L’importation de vêtements usagés ne pose pas seulement un problème environnemental. Elle fragilise aussi l’industrie textile locale. Dans le même temps, le marché de la seconde main constitue le moyen de subsistance de nombreuses personnes.
Déposer ses textiles en point de collecte peut sembler être une solution simple pour réduire leur impact. En pratique, très peu de vêtements collectés redeviennent de nouveaux vêtements.
Plusieurs raisons à cela. Recycler des textiles coûte souvent plus cher que produire de nouvelles fibres synthétiques. Et les technologies nécessaires sont encore en développement. Beaucoup de vêtements sont composés de fibres mélangées, ce qui complique leur transformation en nouveau tissu.
Lorsqu’ils sont recyclés, les textiles sont souvent « dévalorisés » : ils deviennent des matériaux d’isolation ou d’autres produits de moindre valeur. Même ainsi, la part réellement recyclée reste très faible.
À la lumière de ces éléments, il est plus facile de comprendre pourquoi l’issue des textiles déposés est si limitée. Peut-être que les enseignes et les centres de collecte devraient communiquer plus clairement sur le devenir réel des vêtements collectés.

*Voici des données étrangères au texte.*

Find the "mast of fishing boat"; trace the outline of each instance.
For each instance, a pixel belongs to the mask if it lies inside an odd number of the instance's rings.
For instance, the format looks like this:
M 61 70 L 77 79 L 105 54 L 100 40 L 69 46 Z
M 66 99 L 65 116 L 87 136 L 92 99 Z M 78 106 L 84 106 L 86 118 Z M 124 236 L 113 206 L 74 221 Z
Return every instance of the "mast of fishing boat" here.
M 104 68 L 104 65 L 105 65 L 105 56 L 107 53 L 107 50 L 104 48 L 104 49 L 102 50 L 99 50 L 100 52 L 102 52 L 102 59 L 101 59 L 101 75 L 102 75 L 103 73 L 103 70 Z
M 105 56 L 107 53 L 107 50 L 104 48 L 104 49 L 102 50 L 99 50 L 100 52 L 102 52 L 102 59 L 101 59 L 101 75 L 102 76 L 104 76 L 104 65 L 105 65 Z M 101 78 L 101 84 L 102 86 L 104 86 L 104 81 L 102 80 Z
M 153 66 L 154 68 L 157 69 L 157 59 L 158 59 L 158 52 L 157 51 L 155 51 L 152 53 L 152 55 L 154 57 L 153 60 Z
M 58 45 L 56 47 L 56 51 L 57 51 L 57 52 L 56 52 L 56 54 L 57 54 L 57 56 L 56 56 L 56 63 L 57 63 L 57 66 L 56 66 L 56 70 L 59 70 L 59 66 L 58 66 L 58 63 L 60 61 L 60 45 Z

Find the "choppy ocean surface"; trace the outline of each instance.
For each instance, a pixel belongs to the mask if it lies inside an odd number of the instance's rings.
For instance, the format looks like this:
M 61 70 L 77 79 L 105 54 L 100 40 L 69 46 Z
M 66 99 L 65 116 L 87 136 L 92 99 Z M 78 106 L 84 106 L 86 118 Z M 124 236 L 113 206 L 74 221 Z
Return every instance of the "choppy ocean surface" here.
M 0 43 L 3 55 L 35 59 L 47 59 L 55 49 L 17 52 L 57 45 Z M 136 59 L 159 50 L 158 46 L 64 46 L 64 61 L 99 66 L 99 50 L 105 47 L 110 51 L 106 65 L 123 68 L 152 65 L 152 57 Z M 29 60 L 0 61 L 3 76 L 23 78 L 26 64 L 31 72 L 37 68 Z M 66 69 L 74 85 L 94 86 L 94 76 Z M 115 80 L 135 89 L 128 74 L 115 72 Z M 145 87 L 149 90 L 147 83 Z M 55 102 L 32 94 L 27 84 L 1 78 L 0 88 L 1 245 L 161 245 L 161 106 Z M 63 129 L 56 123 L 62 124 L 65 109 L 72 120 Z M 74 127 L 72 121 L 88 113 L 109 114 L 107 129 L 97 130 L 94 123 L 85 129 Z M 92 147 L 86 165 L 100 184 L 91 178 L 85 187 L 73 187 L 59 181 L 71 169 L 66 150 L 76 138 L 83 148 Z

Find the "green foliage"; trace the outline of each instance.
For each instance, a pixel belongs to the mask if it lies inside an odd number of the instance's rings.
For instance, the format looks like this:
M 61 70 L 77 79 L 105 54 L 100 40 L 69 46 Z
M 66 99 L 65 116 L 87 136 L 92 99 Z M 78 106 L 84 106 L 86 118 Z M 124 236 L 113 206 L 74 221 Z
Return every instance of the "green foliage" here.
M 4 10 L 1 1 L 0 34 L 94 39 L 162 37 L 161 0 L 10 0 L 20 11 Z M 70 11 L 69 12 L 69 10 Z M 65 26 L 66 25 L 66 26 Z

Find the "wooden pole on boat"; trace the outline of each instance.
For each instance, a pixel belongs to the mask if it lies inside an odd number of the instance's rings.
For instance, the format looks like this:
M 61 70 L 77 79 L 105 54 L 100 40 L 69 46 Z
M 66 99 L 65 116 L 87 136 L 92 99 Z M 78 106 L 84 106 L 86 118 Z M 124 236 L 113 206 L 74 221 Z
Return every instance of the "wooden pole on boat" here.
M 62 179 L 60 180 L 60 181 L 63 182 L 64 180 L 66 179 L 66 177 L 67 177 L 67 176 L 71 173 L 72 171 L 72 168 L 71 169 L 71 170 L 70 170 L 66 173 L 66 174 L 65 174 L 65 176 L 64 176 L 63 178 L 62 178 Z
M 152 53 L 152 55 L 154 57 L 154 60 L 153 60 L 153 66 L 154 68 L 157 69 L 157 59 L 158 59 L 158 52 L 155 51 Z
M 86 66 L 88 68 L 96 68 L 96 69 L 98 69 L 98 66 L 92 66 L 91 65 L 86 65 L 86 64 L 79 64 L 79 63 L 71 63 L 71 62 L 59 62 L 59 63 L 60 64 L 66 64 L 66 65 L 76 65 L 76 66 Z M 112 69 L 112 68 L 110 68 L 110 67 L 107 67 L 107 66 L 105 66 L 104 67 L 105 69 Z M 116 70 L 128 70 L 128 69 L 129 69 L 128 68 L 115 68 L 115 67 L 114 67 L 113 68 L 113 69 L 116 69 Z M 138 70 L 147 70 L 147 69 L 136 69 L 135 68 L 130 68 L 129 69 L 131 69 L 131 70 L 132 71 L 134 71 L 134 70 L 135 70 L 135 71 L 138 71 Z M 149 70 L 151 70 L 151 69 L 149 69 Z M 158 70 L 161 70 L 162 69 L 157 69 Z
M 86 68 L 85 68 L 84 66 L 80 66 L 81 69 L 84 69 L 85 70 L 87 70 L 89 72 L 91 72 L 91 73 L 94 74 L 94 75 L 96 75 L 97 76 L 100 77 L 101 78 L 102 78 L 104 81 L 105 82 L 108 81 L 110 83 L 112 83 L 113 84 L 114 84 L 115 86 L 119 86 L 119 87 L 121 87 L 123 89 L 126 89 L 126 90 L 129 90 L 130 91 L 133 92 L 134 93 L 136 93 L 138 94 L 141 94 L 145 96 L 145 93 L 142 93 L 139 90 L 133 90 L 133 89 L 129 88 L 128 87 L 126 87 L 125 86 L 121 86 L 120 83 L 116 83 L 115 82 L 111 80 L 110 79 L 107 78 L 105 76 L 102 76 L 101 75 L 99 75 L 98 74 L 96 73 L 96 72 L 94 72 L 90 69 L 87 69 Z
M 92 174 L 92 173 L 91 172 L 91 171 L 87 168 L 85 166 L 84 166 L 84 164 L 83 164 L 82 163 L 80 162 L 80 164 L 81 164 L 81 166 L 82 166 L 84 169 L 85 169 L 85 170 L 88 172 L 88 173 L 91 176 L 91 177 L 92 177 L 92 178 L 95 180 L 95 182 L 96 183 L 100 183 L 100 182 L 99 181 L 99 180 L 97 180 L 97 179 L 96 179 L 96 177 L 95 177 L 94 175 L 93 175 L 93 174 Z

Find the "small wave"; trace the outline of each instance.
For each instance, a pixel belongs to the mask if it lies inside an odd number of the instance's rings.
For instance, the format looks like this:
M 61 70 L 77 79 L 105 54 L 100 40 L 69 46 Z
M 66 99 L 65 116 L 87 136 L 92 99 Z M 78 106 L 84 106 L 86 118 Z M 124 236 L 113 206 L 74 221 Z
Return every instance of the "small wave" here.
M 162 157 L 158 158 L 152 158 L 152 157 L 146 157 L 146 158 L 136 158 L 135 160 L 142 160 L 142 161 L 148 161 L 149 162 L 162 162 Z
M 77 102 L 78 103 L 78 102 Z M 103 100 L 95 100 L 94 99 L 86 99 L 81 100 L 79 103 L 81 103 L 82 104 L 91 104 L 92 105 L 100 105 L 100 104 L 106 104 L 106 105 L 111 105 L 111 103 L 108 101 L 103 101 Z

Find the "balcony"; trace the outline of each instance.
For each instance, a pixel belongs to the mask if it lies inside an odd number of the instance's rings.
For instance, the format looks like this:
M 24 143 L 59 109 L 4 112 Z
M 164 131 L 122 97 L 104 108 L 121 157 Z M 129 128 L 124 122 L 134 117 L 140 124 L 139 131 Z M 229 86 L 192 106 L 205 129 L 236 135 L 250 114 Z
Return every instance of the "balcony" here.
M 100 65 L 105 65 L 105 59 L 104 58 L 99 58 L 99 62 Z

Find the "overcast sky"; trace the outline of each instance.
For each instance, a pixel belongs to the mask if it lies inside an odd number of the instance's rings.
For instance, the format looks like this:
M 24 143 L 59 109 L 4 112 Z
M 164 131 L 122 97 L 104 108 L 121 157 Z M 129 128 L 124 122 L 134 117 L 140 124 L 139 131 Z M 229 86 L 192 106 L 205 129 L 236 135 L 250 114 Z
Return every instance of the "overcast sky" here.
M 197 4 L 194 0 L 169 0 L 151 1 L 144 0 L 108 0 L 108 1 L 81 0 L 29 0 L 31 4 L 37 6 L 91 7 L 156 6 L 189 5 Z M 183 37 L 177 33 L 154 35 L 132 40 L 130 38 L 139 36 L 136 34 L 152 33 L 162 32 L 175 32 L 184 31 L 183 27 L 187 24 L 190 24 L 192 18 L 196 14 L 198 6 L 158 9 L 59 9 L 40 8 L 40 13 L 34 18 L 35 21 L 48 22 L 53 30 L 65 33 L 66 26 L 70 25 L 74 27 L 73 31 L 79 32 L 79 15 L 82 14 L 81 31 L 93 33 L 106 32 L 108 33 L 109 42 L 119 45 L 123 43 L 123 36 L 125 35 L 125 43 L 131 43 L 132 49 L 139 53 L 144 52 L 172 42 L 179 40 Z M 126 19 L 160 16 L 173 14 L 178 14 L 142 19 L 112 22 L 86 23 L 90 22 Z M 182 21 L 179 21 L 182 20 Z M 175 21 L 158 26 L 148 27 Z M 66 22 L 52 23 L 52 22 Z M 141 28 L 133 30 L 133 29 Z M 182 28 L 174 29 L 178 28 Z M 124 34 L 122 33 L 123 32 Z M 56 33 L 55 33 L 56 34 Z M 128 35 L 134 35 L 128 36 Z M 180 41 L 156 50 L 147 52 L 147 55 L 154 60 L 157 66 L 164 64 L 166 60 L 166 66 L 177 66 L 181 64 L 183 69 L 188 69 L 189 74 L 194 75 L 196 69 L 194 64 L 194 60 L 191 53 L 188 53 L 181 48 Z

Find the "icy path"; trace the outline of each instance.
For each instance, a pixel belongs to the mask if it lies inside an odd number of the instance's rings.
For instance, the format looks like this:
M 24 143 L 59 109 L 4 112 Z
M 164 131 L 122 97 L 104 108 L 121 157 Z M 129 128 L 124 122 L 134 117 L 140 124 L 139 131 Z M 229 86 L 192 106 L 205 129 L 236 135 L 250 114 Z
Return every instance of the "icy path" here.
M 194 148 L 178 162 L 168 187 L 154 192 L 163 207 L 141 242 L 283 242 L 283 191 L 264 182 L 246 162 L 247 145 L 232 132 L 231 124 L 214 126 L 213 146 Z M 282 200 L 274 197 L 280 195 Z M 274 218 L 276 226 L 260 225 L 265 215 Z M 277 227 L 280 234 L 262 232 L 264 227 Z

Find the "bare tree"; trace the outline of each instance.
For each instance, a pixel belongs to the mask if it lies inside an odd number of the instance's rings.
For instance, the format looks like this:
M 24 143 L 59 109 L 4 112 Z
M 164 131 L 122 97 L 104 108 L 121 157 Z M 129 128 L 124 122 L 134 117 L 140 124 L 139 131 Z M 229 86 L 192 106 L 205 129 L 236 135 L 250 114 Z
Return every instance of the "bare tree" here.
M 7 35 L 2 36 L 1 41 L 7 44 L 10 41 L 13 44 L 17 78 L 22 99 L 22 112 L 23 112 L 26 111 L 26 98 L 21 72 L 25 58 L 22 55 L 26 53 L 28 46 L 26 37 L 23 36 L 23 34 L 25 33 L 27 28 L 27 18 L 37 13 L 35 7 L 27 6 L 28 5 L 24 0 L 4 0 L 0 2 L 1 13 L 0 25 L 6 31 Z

Conseils avant de donner ou recycler ses vêtements
Si vos vêtements sont en bon état, vous pouvez les donner :
Déposez-les dans un point de collecte d’une organisation locale que vous connaissez, ou renseignez-vous au préalable. La plupart des conteneurs indiquent le nom de l’organisation et la gestion des dons.
Donnez uniquement des vêtements propres et en bon état.
Si vos vêtements ne sont plus portables, ne les jetez pas dans votre poubelle domestique :
Renseignez-vous auprès de votre déchetterie locale. Certaines disposent de filières spécifiques pour les textiles.
Les associations peuvent orienter les textiles vers des circuits adaptés au recyclage. Placez-les dans un sac séparé et clairement identifié.
Conseils supplémentaires :
Privilégiez les vêtements en fibres naturelles plutôt qu’en fibres synthétiques (qui mettent des années à se dégrader).
Optez pour des pièces conçues sans substances chimiques toxiques. Ainsi, même si elles finissent en décharge, leur impact sera moindre.